Unter Eigenmittel beziehungsweise Eigenkapital versteht man Vermögenswerte, die zur Finanzierung des Hauses eingesetzt werden. Beispiele für Eigenkapital sind Bargeld, das Grundstück, falls sich dies bereits im Eigentum befindet, Eigenleistungen, Bausparguthaben und öffentliche Zuschüsse. Der Fehlbetrag zwischen Gesamtkosten und Eigenkapital muss demnach durch Fremdmittel gedeckt werden. Fremdmittel sind beispielsweise Darlehen von Banken, Versicherungen oder Darlehen von öffentlichen Stellen.

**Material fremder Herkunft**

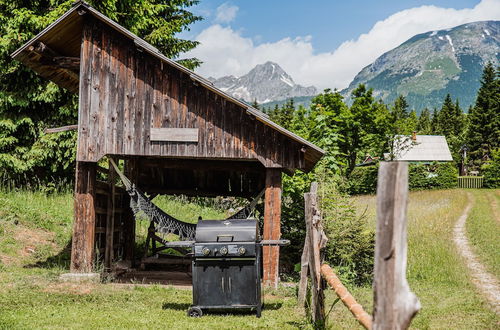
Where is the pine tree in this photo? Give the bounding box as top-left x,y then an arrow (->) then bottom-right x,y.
0,0 -> 201,180
438,94 -> 463,138
391,95 -> 411,134
467,62 -> 500,161
417,108 -> 432,134
252,99 -> 260,109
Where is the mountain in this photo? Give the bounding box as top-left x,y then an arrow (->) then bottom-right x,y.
208,62 -> 317,104
342,21 -> 500,112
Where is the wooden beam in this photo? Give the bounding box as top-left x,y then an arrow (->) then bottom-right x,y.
373,162 -> 420,329
71,162 -> 96,273
122,158 -> 139,267
263,169 -> 281,288
43,125 -> 78,134
304,182 -> 327,324
104,159 -> 116,269
28,41 -> 80,72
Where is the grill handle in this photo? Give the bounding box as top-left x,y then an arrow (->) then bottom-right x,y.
257,239 -> 290,246
159,241 -> 194,248
217,234 -> 234,242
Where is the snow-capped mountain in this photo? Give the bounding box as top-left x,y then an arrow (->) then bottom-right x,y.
342,21 -> 500,111
209,62 -> 317,104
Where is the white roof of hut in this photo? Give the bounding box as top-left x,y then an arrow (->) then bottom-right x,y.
394,135 -> 453,162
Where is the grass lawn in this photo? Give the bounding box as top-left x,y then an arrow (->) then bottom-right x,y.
465,189 -> 500,278
0,190 -> 499,329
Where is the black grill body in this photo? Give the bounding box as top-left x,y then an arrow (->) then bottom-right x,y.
188,219 -> 262,317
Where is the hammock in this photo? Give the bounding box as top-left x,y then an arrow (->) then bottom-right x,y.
110,159 -> 265,240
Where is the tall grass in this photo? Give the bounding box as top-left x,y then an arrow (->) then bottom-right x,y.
327,190 -> 498,329
465,189 -> 500,278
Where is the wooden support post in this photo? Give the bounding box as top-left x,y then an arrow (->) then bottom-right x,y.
321,264 -> 372,329
263,169 -> 281,288
104,159 -> 117,270
304,182 -> 327,324
298,182 -> 318,306
122,159 -> 139,267
373,162 -> 420,329
71,162 -> 96,273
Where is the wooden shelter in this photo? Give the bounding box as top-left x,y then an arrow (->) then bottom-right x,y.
12,2 -> 324,286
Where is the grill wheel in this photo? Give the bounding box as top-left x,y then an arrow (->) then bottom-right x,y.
188,307 -> 203,317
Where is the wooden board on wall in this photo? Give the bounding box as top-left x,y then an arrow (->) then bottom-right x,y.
77,18 -> 305,169
151,127 -> 199,142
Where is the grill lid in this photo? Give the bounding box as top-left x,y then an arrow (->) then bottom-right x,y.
196,219 -> 258,243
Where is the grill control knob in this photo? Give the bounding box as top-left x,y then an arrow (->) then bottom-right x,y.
201,248 -> 210,256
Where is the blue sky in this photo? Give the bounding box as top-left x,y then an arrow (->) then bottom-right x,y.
181,0 -> 500,89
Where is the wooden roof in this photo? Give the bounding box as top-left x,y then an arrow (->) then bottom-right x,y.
11,2 -> 325,171
394,135 -> 453,162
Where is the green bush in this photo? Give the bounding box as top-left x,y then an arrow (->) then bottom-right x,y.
408,163 -> 458,190
481,149 -> 500,188
348,163 -> 458,195
320,174 -> 375,285
347,164 -> 378,195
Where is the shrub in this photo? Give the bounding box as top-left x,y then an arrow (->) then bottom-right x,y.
348,163 -> 458,195
348,164 -> 378,195
481,149 -> 500,188
408,163 -> 458,190
320,173 -> 375,285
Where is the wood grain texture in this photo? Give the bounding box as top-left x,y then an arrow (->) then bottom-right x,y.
71,162 -> 96,273
263,169 -> 281,288
373,162 -> 420,329
77,17 -> 305,170
151,128 -> 199,142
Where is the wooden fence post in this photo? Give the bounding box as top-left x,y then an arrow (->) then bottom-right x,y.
299,182 -> 327,323
373,162 -> 420,330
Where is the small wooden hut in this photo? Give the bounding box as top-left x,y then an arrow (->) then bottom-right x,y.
12,2 -> 324,286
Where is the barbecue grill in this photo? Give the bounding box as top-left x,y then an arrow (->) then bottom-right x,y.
168,219 -> 290,317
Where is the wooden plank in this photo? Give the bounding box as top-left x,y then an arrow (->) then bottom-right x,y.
141,55 -> 155,155
373,162 -> 420,329
132,51 -> 145,155
321,264 -> 373,329
76,20 -> 93,161
43,124 -> 78,134
71,162 -> 96,273
104,159 -> 117,269
114,38 -> 128,155
151,127 -> 199,142
304,182 -> 326,324
263,169 -> 281,288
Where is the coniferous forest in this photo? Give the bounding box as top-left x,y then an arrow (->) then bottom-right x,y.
0,0 -> 500,283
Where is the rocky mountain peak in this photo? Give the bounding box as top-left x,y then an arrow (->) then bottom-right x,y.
342,21 -> 500,112
211,61 -> 317,103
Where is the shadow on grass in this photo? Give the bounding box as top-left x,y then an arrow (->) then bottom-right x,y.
24,239 -> 72,270
162,302 -> 283,314
262,303 -> 283,311
161,303 -> 191,311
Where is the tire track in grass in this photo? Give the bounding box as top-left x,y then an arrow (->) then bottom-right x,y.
453,192 -> 500,315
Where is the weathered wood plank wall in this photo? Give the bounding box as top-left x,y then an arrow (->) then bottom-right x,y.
77,17 -> 305,169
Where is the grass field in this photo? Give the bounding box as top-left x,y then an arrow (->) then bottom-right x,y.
0,190 -> 500,329
466,189 -> 500,278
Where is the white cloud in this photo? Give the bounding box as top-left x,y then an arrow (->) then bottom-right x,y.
188,0 -> 500,89
215,2 -> 239,24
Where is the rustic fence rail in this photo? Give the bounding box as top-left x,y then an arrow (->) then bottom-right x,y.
458,176 -> 484,189
298,162 -> 420,329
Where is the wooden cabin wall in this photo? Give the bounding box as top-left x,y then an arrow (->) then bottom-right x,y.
77,18 -> 305,169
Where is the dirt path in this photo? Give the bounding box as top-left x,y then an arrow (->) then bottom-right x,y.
486,192 -> 500,222
453,193 -> 500,315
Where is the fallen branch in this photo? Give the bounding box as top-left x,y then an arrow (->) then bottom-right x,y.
43,125 -> 78,134
321,264 -> 372,329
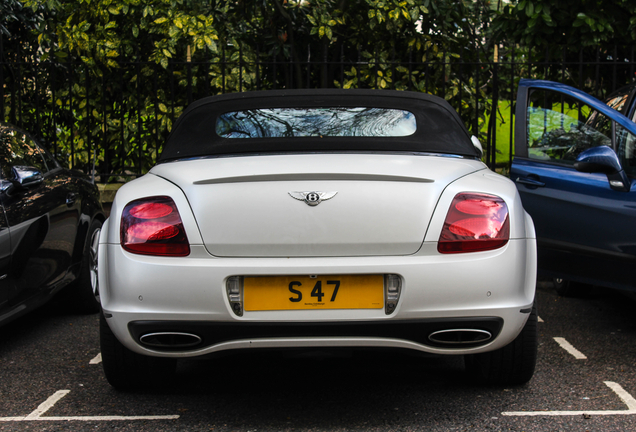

Wurde nun mittels Finanzierungsplan die benötigte Finanzierung fürs Haus ermittelt, kann mit Hilfe von Finanzierungsrechnern, die häufig im Internet angeboten werden, die ungefähre monatliche Belastung für das Vorhaben berechnet werden. Damit lässt sich vorab gut einschätzen ob die Finanzierung fürs Haus nachhaltig tragbar ist. Im nächsten Schritt sollte überprüft werden inwieweit man in den Genuss von Förderdarlehen kommt, da diese im Durchschnitt wesentlich günstiger sind als zum Beispiel ein Bankdarlehen. Hier kommen Programme der KfW Bank in Frage, genau wie Fördermittel der Bundesländer für weniger einkommensstarke Personenkreise beziehungsweise Familien mit Kindern. Zuschüsse zur Finanzierung des Hauses gibt es auch für den Einsatz erneuerbarer Energien. Für den verbleibenden Finanzierungsbetrag heißt es, die Konditionen der Banken genau zu vergleichen. Hier sollte nicht das erstbeste Angebot der Hausbank angenommen werden, denn bei der Finanzierung eines Hauses kann ein viertel Prozent schon richtig Geld sein.

Zinsen vergleichen

Verglichen werden muss beim Darlehen immer der effektive Jahreszins, denn ein eventuelles Disagio oder Agio beziehungsweise die bankinternen Berechnungsmodalitäten können den nominalen Zins immer nach oben oder unten verschieben. Der effektive Zinssatz muss von jeder Bank auf dieselbe Weise berechnet werden, dies schreibt die Preisangabenverordnung vor. Genau überlegt will auch die Wahl der Zinsbindung sein. Während dem Zinsbindungszeitraum genießt man die Sicherheit einer gleichbleibenden Ratenhöhe. Zum Zeitpunkt des Ablaufs der Zinsbindung besteht das Risiko einer Hochzinsphase, die die monatliche Belastung erheblich nach oben verändern kann. Dies kann gegebenenfalls ein Risiko für die Tragbarkeit der Finanzierung des Hauses darstellen.